People and programs 06/03/2013

Last week I joined the Men’s Cooking Group for a Monday evening session at The Stop. For months, I had been smelling the amazing dishes coming out of the kitchen and hearing about the day’s meal while giving monthly tours of The Stop (which happens to coincide with the cooking group). Finally, I decided it was time to experience first-hand what the guys were up to.

Despite arriving late I felt welcomed immediately. Members of the group brought me up to speed on what they were preparing. First up, the Akiwenzies’ Smoked Fish Pie recipe from Good Food for All, The Stop’s cookbook. I was impressed by the collaborative culture that reigned in the kitchen. While a few of us peeled potatoes for the pie, others finished dicing the pepper garnish for the asparagus and feta salad. Right through to the end of the session I was struck by the group’s attitude: tasks weren’t jobs or burdens they were simply things to be done. Moreover, the act of preparing a meal created a good excuse to break down wall and social isolation and come together as a group.

Born out of conversations with community members and feedback from the Annual Program Survey, the Men’s Cooking Group gives male community members a place to learn about kitchen basics. At the start, sessions were instruction-heavy because many of the members weren’t familiar with the basics of knife skills or kitchen safety, let alone safe meat-handling practices, budgeting, and planning healthy meals. Setbacks in life come in many forms. Several of the guys in the kitchen had been through separations or divorces. Having relied on their wives do the cooking, they now felt the need — one that was in some cases intimidating — to learn their way around the kitchen for the first time.

As with many programs at The Stop and other Community Food Centres, community kitchens are about so much more than the hard skills and knowledge that get passed on in sessions. Now that the program is a couple of years old, the core members take more ownership of teaching those who are new to the program. And that peer-support extends beyond the cutting board and stove. What I experienced was a familial culture, a group of guys who were watching out for one another. Everyone is able to participate at their own speed, according to their own means. And each tries to make sure that everyone has equal opportunity to be a part of the process.

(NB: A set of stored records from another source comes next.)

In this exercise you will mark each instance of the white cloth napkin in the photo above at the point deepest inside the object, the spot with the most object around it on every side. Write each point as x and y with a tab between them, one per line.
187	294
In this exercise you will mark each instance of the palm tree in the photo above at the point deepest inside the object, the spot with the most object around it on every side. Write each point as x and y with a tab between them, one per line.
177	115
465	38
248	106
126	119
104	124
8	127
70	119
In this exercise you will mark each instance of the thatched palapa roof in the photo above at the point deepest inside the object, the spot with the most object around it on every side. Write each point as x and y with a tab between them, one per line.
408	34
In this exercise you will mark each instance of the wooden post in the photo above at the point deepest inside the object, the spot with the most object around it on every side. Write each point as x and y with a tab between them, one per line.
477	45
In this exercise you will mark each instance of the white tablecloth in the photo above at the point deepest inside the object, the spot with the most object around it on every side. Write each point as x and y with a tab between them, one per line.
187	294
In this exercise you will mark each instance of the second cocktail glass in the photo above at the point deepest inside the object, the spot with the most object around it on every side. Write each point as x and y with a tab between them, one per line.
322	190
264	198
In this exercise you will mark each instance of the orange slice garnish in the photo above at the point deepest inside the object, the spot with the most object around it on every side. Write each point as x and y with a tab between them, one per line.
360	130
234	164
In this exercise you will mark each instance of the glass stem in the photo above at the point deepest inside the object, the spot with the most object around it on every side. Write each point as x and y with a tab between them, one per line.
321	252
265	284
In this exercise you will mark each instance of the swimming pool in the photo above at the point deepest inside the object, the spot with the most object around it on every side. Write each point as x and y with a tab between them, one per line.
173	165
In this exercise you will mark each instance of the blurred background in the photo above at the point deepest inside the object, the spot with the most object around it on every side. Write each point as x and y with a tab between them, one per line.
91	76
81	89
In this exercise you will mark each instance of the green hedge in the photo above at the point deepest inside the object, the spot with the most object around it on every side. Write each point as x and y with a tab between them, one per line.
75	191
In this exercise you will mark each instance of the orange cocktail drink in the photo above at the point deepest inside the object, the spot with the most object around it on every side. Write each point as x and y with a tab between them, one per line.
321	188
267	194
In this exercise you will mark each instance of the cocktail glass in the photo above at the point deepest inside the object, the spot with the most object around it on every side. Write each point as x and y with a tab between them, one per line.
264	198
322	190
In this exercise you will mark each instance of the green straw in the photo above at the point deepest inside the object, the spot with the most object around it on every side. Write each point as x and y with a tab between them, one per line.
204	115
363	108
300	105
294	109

David, a long-time volunteer with the program, echoed this feeling of family. He also pointed to another benefit of the program that I hadn’t yet realized, the creation of “a culture of eating.” Meaning that the act of cooking together is followed by the act of eating together, and making room for everyone around the table.

Once the fish pie was ready, fifteen plates were laid out and plated with restaurant-caliber artistry. We gathered in an adjacent room that someone had carefully set (I didn’t notice anyone being instructed to do this) with napkins, cutlery, cups and cucumber-lime water. Conversation hushed and we sat together and ate like family.  

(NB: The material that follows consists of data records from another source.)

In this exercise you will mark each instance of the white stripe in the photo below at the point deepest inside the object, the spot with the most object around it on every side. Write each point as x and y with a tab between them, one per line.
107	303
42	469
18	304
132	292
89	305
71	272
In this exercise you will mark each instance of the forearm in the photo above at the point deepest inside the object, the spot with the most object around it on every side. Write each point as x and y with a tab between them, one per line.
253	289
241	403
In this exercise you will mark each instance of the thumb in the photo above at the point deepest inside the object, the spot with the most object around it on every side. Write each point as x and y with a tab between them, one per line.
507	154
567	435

The seasonal asparagus salad complemented the warm, smoky, round flavours of the fish pie perfectly. Discussion about the meal shifted from its flavour and construction to its practical, take-home nutritional qualities. The polar opposite to a sterile nutrition label, the casual yet informative tone of this conversation made these details easy to digest. We also talked about cheaper adaptations to the meal such as other smoked fish and protein options, and alternative veggies to asparagus for the salad.

After finishing the dishes a few of us lingered around the kitchen and I asked the coordinator, Hussein Silva, about his role in the program.  He spoke about creating a safe space and setting and maintaining limits – although it didn’t come up during the day’s session, foul or language or aggressive behaviour simply wouldn’t be tolerated. Clearly he was working to make sure that there was a welcoming and open environment but Hussein was equally quick to point out that in large part it was the group’s culture; these guys are proud of the program and want to see it continue and grow.

It’s exciting to think of this program and others like it spreading this family feel and culture of eating together to other Community Food Centre kitchens, like The Regent Park CFC, which is slated to start programs this fall. 

Thanks to everyone in the group for the warm welcome and delicious meal.